Сиула решила изначально решила изменить немного план игры и воспользоваться некоторыми пояснениями своего учителя. Если ей пока недоступно работать с каждым зрителем, она может поработать с каждым сектором зрительного зала раздельно.
Кине выдали первые аккорды темы. Новые штрихи легли на рефракционный рисунок, добавляя мелкие детали в намеченные места. Зубы привычно сомкнулись на мундштуке. Пока в полную грудь воздуха не требовалось, достаточно тонкого выдоха, чтобы в фоне мажорных аккордов появился слабый фон полутонов, улегшийся на рисунки бегущей рябью.

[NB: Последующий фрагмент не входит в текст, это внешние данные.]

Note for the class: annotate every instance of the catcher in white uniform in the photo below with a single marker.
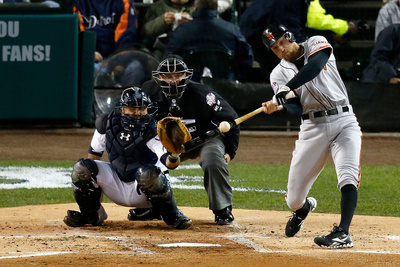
(136, 174)
(328, 126)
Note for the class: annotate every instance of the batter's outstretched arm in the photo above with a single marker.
(315, 64)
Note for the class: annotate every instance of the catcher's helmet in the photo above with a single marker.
(275, 31)
(134, 97)
(173, 88)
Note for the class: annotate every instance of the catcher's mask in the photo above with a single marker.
(275, 31)
(134, 97)
(172, 75)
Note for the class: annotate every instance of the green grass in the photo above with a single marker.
(378, 194)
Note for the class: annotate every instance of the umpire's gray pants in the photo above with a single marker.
(216, 172)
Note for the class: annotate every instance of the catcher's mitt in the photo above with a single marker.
(173, 134)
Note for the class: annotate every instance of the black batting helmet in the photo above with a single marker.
(275, 31)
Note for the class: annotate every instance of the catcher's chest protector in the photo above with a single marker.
(127, 150)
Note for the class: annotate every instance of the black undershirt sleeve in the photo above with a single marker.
(309, 71)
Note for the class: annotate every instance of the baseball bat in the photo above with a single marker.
(226, 126)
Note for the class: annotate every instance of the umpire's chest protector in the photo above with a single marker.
(127, 150)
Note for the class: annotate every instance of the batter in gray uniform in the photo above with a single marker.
(328, 126)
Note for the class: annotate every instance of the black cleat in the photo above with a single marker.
(336, 239)
(182, 222)
(76, 219)
(224, 216)
(143, 214)
(295, 222)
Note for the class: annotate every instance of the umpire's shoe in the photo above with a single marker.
(336, 239)
(143, 214)
(224, 216)
(76, 219)
(296, 221)
(181, 221)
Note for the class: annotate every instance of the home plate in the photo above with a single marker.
(175, 245)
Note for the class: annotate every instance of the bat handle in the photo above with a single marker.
(289, 95)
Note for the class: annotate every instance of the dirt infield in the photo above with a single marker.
(36, 235)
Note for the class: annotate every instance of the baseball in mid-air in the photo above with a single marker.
(224, 126)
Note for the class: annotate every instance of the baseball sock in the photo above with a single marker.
(303, 211)
(348, 206)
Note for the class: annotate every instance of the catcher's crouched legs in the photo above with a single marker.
(216, 180)
(155, 185)
(87, 195)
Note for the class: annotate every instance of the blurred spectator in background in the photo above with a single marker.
(206, 30)
(47, 3)
(113, 21)
(260, 14)
(385, 58)
(160, 19)
(389, 14)
(333, 29)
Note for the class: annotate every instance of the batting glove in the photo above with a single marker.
(280, 98)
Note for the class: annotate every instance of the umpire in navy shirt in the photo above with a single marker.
(202, 110)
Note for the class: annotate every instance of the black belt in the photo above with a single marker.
(324, 113)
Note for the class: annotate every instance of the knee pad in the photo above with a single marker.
(83, 171)
(151, 180)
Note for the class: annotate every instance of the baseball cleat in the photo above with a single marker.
(296, 222)
(143, 214)
(224, 216)
(181, 222)
(336, 239)
(76, 219)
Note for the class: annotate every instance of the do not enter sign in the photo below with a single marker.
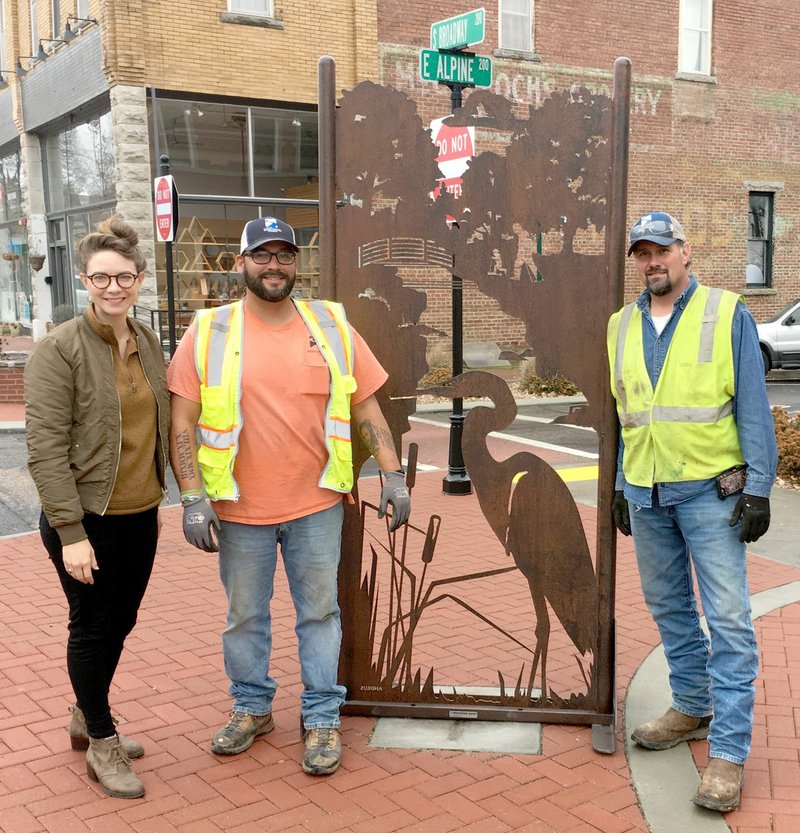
(166, 204)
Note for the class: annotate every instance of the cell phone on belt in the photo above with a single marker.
(731, 481)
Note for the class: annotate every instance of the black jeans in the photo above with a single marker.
(102, 614)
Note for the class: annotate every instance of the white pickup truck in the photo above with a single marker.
(780, 338)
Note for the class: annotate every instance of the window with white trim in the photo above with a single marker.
(34, 29)
(694, 46)
(516, 25)
(758, 271)
(261, 7)
(2, 35)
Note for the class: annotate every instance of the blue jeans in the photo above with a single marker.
(669, 540)
(248, 554)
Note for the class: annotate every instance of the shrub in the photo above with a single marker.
(62, 313)
(787, 431)
(556, 385)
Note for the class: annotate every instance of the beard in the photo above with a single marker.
(261, 290)
(659, 283)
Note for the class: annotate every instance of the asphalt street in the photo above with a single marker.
(19, 505)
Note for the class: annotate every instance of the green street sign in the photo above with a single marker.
(459, 31)
(453, 68)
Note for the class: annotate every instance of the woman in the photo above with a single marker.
(97, 419)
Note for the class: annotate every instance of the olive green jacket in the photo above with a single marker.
(73, 420)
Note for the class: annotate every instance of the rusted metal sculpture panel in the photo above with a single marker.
(528, 232)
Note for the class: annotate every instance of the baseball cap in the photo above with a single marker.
(657, 227)
(266, 230)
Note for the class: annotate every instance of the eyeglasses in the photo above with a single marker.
(651, 227)
(125, 280)
(263, 257)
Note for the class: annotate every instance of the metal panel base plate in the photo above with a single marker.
(461, 735)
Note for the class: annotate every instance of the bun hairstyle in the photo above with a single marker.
(113, 234)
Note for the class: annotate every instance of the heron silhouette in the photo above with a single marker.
(532, 513)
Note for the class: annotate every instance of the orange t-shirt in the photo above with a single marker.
(285, 389)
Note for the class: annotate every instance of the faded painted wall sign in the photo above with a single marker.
(529, 86)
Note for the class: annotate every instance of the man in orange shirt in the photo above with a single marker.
(271, 386)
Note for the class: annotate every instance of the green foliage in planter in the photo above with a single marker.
(787, 431)
(555, 385)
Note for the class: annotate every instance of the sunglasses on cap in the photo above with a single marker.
(660, 227)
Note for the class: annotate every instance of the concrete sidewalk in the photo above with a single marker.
(170, 690)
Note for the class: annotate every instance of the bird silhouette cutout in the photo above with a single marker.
(532, 513)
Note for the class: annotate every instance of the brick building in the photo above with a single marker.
(227, 88)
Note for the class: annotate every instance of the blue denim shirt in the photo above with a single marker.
(751, 409)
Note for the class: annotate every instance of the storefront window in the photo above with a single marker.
(80, 165)
(15, 278)
(10, 187)
(211, 152)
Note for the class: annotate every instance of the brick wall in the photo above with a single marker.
(11, 387)
(194, 45)
(697, 147)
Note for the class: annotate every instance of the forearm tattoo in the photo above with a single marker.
(185, 457)
(375, 437)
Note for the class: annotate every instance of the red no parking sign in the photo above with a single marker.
(166, 206)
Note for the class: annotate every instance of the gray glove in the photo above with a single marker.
(622, 513)
(754, 512)
(396, 492)
(199, 521)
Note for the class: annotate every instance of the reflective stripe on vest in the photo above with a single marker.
(668, 438)
(219, 342)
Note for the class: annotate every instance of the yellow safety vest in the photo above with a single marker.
(219, 341)
(684, 430)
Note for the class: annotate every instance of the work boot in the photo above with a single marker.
(323, 751)
(79, 737)
(109, 764)
(670, 729)
(240, 731)
(721, 787)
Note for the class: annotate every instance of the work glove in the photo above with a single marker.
(621, 513)
(754, 514)
(396, 492)
(199, 522)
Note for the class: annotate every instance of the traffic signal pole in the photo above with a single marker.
(456, 481)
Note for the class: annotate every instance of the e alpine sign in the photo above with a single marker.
(459, 31)
(455, 68)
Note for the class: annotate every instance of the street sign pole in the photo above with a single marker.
(448, 63)
(170, 277)
(456, 481)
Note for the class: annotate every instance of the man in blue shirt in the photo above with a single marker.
(696, 463)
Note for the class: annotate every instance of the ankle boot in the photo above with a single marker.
(79, 737)
(108, 764)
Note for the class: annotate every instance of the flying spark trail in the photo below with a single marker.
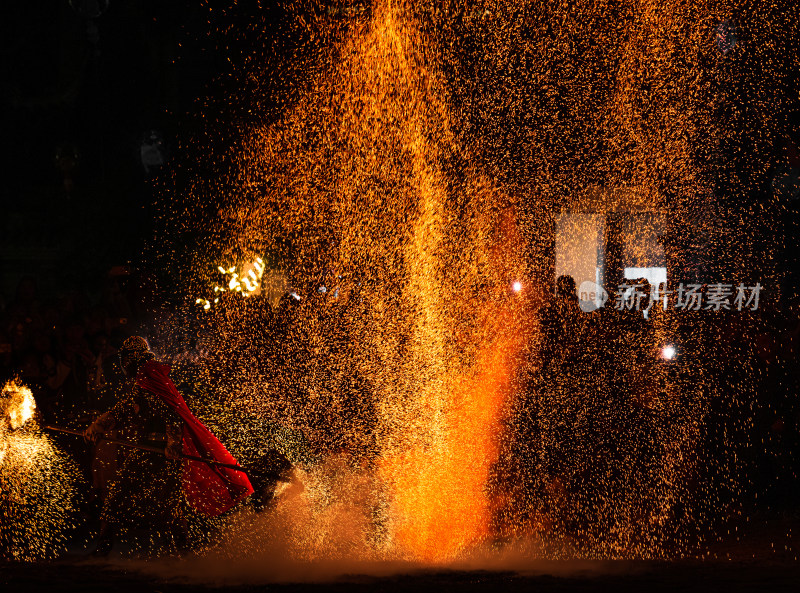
(406, 186)
(36, 483)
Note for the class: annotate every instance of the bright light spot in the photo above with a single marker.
(17, 404)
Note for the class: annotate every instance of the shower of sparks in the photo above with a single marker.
(16, 405)
(36, 483)
(409, 177)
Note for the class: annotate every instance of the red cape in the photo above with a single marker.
(209, 489)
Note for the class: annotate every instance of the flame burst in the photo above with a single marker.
(36, 483)
(394, 171)
(18, 404)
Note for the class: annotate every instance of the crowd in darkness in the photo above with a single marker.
(64, 346)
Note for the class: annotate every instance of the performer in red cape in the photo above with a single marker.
(209, 489)
(146, 490)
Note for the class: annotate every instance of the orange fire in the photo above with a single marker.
(17, 405)
(441, 507)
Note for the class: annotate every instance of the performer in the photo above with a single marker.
(147, 488)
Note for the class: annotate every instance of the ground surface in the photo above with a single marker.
(757, 556)
(729, 577)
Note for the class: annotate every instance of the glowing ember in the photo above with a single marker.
(16, 405)
(36, 483)
(668, 352)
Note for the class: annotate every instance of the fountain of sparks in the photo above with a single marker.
(414, 371)
(36, 482)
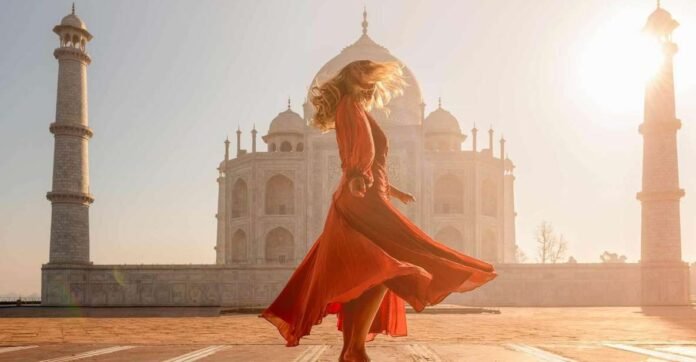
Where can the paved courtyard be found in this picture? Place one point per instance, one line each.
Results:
(516, 334)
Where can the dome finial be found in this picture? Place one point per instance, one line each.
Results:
(364, 23)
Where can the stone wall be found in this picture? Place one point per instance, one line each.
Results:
(233, 286)
(160, 285)
(564, 284)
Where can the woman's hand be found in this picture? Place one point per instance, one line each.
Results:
(357, 187)
(404, 197)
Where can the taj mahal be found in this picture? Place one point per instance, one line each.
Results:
(272, 204)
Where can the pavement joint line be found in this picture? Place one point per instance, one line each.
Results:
(689, 351)
(312, 353)
(423, 353)
(97, 352)
(539, 353)
(199, 353)
(15, 348)
(651, 353)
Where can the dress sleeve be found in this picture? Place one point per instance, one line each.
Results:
(354, 137)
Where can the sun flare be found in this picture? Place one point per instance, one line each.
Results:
(615, 63)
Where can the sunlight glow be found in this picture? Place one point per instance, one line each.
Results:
(617, 60)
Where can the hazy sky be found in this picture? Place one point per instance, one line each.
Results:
(561, 79)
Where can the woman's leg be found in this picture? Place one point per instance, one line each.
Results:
(348, 315)
(361, 313)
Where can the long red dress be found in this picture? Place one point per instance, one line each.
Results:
(366, 241)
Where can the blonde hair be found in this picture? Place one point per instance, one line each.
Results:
(356, 79)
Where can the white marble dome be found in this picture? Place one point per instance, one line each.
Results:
(441, 121)
(287, 122)
(73, 21)
(405, 109)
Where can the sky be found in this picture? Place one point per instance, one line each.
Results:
(562, 80)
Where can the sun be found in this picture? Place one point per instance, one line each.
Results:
(616, 61)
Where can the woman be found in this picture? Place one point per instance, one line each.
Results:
(369, 257)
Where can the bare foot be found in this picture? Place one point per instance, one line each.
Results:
(354, 356)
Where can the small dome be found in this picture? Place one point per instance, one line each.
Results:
(660, 23)
(73, 21)
(441, 121)
(287, 121)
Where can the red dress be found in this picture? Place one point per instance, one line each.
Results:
(367, 241)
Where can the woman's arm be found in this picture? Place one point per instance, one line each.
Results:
(355, 146)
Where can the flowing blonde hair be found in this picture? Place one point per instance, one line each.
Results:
(355, 80)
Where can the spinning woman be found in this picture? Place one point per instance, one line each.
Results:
(369, 258)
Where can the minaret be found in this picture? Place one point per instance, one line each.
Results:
(70, 197)
(239, 141)
(253, 139)
(664, 274)
(221, 215)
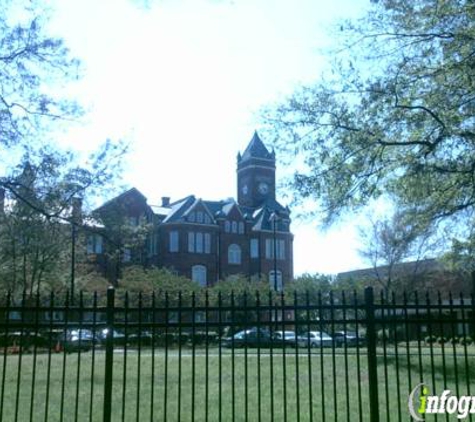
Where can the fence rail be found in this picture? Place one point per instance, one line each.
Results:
(323, 356)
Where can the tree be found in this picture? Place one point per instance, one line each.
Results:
(31, 63)
(394, 117)
(33, 69)
(391, 241)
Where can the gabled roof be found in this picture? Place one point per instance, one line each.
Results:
(121, 197)
(257, 149)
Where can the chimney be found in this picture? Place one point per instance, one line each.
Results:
(77, 209)
(2, 200)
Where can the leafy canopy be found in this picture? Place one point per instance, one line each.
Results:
(395, 116)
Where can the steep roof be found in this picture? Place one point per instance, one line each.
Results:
(257, 149)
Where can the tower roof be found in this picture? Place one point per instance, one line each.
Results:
(257, 149)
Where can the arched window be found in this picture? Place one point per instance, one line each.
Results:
(275, 282)
(198, 274)
(234, 254)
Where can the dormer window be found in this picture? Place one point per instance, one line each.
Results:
(199, 217)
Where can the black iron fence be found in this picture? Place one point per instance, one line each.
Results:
(239, 357)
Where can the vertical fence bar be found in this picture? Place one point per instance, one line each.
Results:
(393, 323)
(297, 357)
(109, 356)
(220, 355)
(5, 349)
(152, 376)
(125, 354)
(358, 355)
(345, 345)
(206, 355)
(35, 354)
(165, 369)
(78, 369)
(20, 355)
(322, 364)
(193, 355)
(50, 345)
(384, 312)
(93, 355)
(139, 358)
(259, 395)
(309, 356)
(372, 358)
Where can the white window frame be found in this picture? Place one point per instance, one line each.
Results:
(199, 242)
(207, 243)
(199, 275)
(279, 280)
(280, 248)
(191, 242)
(234, 254)
(173, 241)
(254, 246)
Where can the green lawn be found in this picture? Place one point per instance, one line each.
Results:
(336, 384)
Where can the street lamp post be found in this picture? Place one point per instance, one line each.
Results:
(273, 219)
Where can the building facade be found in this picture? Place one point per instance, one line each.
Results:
(205, 240)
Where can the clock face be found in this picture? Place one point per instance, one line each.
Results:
(263, 188)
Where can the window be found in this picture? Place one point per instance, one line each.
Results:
(152, 246)
(173, 241)
(199, 242)
(280, 248)
(94, 244)
(127, 255)
(234, 254)
(207, 243)
(275, 282)
(199, 217)
(198, 274)
(254, 248)
(191, 241)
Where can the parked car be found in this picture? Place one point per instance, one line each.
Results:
(80, 339)
(251, 337)
(349, 338)
(315, 339)
(118, 338)
(286, 338)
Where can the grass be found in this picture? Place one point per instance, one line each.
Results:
(187, 387)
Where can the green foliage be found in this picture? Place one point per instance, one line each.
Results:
(136, 279)
(394, 117)
(31, 63)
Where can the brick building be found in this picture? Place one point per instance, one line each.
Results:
(205, 240)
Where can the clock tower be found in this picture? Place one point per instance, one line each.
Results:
(255, 174)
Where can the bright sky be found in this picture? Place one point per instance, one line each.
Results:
(183, 81)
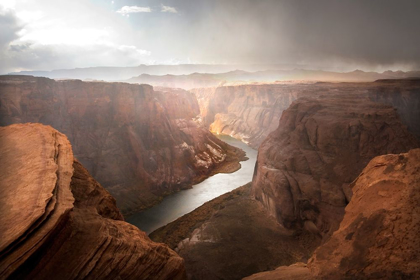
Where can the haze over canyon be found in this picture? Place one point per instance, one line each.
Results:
(209, 139)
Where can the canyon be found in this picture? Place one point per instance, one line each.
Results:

Повернуться в полоборота, легкий шажок вправо. Сегодня хороший зал, умеющий слушать ориенхорн.
Она правильно рассчитала вторую точку для следующих тактов. Лепестки сразу трёх узоров начали раскрываться, по ходу меняя конфигурацию и каждый охватывая только свой сектор.
Поворот влево, только не сдвинуться с места.
Западные сектора немного дальше, и чуть круче западных поднимаются к дальней стене. С этой точки надо слегка наклонить инструмент, совсемь немного, на три градуса.
Сиула полностью сосредоточилась на музыкальных узорах. Запоздало мелькнуло и сразу спряталось в глубине сознания сомнение, ведь проще было бы отработать по залу целиком. Все же держать сразу семь узоров, пусть и одинаковых, оказалось чрезвычайно трудно. Это её эксперимент, и её решение доказать старому наставнику, что она уже может выполнить этот приём. И она не сдастся, сделает задуманное несмотря ни на что.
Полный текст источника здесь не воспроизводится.